Fix Surface String to Token Mappings for Case Encoding #12

rjai · 2021-07-30T21:38:02Z

This PR fixes the SentencePieceText structure returned upon using the C++ APIs. This is particularly relevant in the context of Case Encoding.

Previously in Encode, the Case Encoding scheme was returning incomplete norm_to_orig mappings which would prevent the code that assigned surfaces to each piece from doing it's job correctly. This PR corrects the norm_to_orig mapping. This fix allows us to ensure that SentencePieceText adheres to the API invariant that text.substr(piece.begin, piece.end - piece.begin) = piece.surface

Second, there is a bug in SentencePiece where when it is run with treat_whitespace_as_suffix and add_dummy_prefix together, upon decoding the string, an extra whitespace may be emitted in the text. This PR corrects that.

Lastly, in case of Decode, while SPM assigns the Text parameter in SentencePieceText structure correctly to the "Normalized" (the denormalizer's normalization) form, it does not correct the piece surfaces with their corresponding fixed indices. The piece surfaces returned currently are still "unnormalized". This is a problem with case encoding since the piece surface strings may have case markers which is not useful generally. This PR corrects the surface strings to match up with the actual Text.

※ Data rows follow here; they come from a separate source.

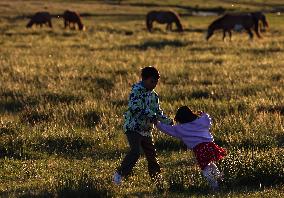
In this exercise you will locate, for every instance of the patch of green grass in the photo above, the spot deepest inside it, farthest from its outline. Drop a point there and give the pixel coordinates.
(63, 94)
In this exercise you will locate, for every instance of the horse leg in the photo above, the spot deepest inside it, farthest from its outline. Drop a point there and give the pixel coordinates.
(256, 29)
(230, 34)
(50, 24)
(250, 33)
(171, 26)
(168, 27)
(224, 35)
(65, 24)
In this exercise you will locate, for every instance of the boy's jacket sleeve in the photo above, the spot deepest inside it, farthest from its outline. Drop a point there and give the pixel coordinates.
(161, 116)
(136, 105)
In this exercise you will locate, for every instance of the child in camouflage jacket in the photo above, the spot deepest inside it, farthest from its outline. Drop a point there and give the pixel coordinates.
(143, 111)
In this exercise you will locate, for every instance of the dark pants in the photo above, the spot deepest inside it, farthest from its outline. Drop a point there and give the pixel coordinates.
(137, 141)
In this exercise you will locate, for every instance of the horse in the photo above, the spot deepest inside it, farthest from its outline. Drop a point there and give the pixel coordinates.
(163, 17)
(237, 22)
(71, 18)
(40, 18)
(259, 16)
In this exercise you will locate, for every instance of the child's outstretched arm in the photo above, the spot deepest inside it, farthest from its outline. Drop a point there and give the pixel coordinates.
(136, 105)
(161, 116)
(168, 129)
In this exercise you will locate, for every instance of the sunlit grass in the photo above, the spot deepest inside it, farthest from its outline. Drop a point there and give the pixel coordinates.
(63, 94)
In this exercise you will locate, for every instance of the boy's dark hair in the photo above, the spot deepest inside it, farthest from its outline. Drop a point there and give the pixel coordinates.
(150, 71)
(185, 114)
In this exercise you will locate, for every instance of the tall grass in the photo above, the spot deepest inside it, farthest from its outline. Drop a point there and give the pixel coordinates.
(63, 94)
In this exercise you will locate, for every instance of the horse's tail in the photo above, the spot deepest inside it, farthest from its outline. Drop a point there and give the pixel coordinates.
(264, 22)
(256, 26)
(217, 24)
(149, 21)
(80, 24)
(178, 22)
(49, 23)
(30, 24)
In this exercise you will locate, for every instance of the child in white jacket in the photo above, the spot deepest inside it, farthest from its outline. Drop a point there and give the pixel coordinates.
(193, 130)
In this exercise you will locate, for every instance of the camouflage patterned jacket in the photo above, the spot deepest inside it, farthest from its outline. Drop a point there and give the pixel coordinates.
(143, 109)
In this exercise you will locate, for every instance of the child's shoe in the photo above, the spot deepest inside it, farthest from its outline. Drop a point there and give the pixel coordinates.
(117, 178)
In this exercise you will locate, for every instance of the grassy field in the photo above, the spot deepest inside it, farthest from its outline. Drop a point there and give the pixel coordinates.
(63, 94)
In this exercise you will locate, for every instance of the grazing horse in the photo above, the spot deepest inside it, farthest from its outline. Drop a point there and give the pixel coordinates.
(163, 17)
(40, 18)
(259, 16)
(236, 22)
(71, 18)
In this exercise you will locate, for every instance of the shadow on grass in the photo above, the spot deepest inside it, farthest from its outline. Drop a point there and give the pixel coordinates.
(169, 144)
(96, 82)
(57, 98)
(246, 143)
(33, 116)
(158, 44)
(272, 109)
(13, 101)
(65, 146)
(84, 187)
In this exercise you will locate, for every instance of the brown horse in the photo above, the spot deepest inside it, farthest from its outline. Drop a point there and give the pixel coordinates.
(71, 18)
(163, 17)
(259, 16)
(237, 22)
(40, 18)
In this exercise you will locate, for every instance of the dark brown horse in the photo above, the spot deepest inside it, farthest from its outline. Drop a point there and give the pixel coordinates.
(260, 17)
(237, 22)
(163, 17)
(71, 18)
(40, 18)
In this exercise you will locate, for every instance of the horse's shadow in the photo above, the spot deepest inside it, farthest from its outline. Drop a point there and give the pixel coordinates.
(158, 44)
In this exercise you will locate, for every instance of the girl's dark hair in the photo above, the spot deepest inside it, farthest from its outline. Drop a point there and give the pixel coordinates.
(185, 114)
(150, 71)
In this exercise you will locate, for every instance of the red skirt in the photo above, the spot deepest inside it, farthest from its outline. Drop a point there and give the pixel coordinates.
(207, 152)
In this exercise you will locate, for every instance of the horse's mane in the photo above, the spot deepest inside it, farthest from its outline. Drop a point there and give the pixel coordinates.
(178, 21)
(217, 22)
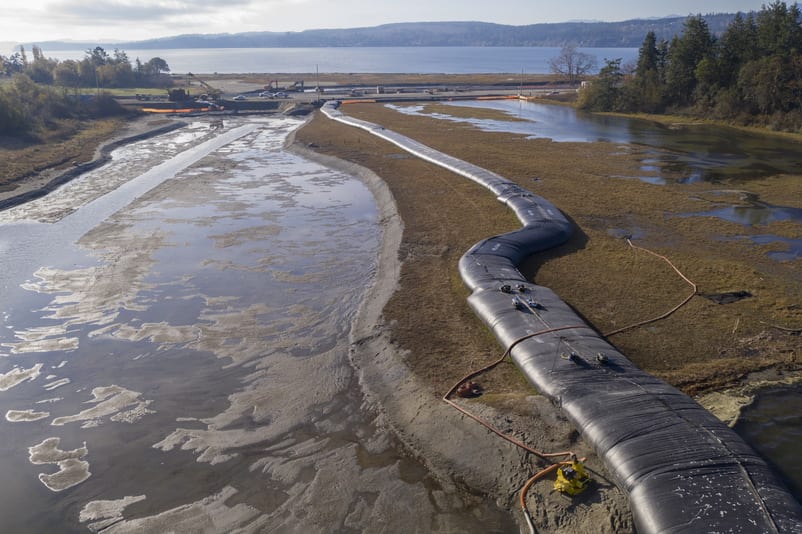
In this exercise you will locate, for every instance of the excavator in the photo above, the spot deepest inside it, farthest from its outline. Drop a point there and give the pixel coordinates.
(212, 93)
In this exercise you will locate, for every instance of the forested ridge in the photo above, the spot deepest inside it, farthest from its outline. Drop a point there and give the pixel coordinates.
(750, 74)
(625, 34)
(41, 91)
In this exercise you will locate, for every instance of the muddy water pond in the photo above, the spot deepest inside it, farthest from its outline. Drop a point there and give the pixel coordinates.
(686, 154)
(173, 350)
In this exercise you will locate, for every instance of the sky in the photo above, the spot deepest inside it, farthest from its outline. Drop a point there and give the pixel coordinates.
(31, 21)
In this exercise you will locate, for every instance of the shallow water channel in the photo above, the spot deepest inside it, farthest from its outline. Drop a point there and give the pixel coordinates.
(173, 350)
(685, 153)
(688, 153)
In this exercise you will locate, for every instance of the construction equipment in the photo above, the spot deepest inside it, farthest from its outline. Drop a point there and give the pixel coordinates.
(212, 92)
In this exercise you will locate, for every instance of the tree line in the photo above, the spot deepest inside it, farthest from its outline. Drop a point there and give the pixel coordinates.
(44, 91)
(751, 73)
(98, 68)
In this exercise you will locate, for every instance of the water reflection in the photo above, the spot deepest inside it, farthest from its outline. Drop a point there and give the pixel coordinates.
(684, 153)
(773, 426)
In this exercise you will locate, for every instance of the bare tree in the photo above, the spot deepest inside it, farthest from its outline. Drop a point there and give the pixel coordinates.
(572, 64)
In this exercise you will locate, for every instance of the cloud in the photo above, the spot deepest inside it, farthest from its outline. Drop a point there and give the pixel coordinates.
(153, 11)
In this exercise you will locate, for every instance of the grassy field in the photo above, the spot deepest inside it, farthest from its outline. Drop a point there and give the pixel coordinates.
(61, 144)
(705, 346)
(702, 347)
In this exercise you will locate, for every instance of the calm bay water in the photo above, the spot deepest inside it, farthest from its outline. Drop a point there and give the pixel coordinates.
(424, 60)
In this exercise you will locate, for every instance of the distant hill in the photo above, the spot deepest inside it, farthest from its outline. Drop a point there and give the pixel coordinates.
(626, 34)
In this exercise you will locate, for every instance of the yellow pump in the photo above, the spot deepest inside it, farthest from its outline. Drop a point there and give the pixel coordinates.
(572, 479)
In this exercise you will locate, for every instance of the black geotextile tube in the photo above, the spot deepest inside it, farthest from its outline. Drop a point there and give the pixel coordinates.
(683, 469)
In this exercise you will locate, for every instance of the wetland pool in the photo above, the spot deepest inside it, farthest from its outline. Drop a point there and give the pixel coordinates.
(174, 350)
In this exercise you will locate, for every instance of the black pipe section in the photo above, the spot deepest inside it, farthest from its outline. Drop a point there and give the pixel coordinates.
(683, 469)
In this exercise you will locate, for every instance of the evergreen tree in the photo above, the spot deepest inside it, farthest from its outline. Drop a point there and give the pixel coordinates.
(684, 55)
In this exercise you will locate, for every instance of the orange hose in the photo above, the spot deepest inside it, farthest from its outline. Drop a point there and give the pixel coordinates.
(490, 366)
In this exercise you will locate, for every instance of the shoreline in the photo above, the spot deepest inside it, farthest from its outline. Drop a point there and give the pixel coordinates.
(51, 179)
(430, 430)
(444, 440)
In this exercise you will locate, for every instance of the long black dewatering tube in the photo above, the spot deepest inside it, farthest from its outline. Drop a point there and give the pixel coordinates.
(683, 470)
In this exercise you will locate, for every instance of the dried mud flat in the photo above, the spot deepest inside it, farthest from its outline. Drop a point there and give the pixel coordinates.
(451, 445)
(706, 348)
(415, 336)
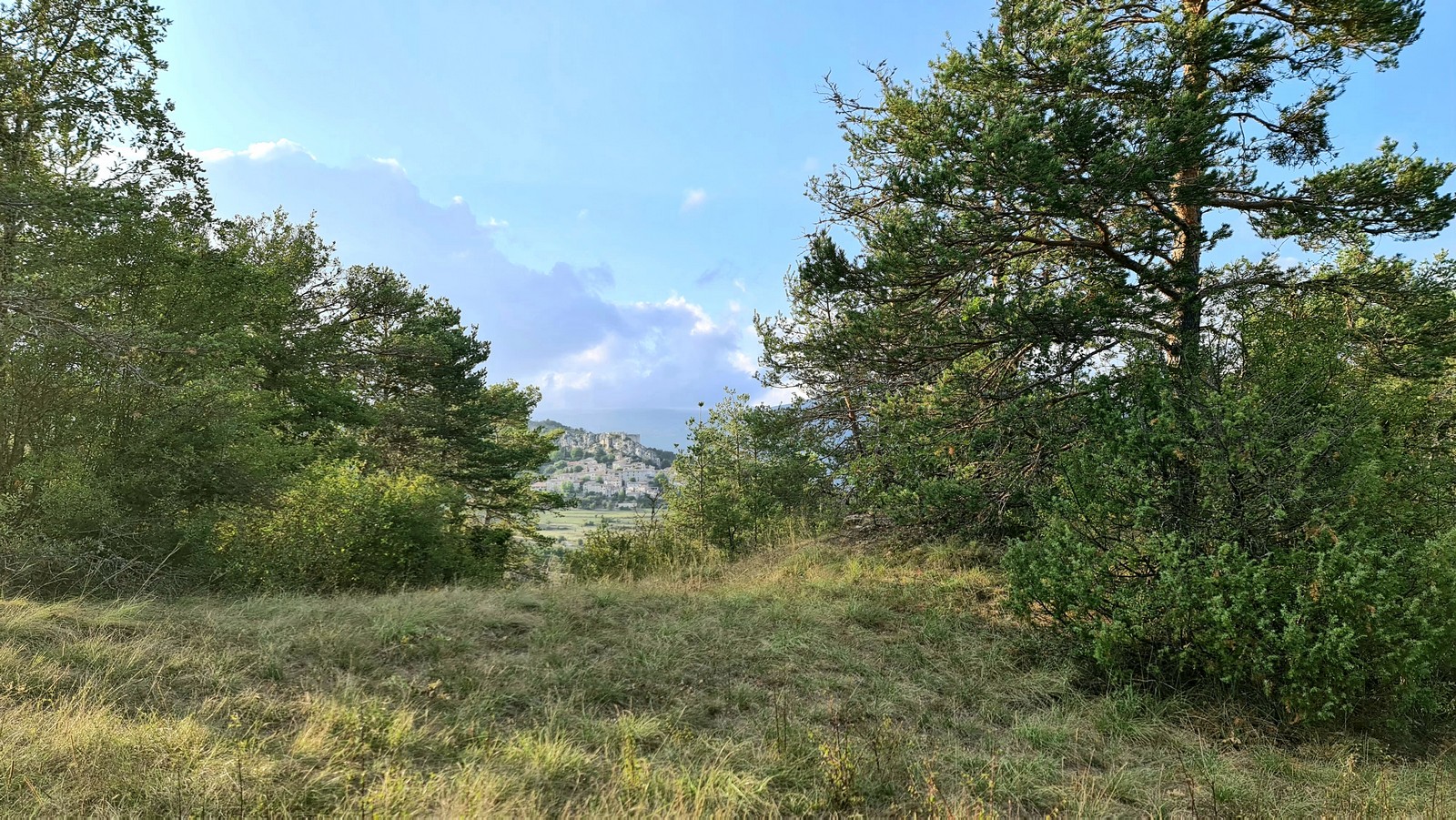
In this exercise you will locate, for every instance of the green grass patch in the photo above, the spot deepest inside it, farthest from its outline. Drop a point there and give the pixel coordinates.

This reverts commit 1714615.

…Encode(x)) == x

rjai · 2021-07-31T20:52:35Z

src/sentencepiece_processor.cc

+    } else {
+        if(is_eos_ws
+           && (!model_proto_
+               || (model_proto_


Correct formatting

rjai · 2021-08-01T05:44:45Z

src/sentencepiece_processor.cc

+      auto *spiece = spt->mutable_pieces(i);
+      auto curr_surface = spiece->surface();
+
+      // De-normalize curr_surface using o2n. Missing chars (bytes) are deleted (ambiguous)


Stale comment.

snukky

Only a few requests on documenting the code and changes little more by adding more comments. Consider also including mentions of the fixes from the PR description into the relevant parts of the code as comments.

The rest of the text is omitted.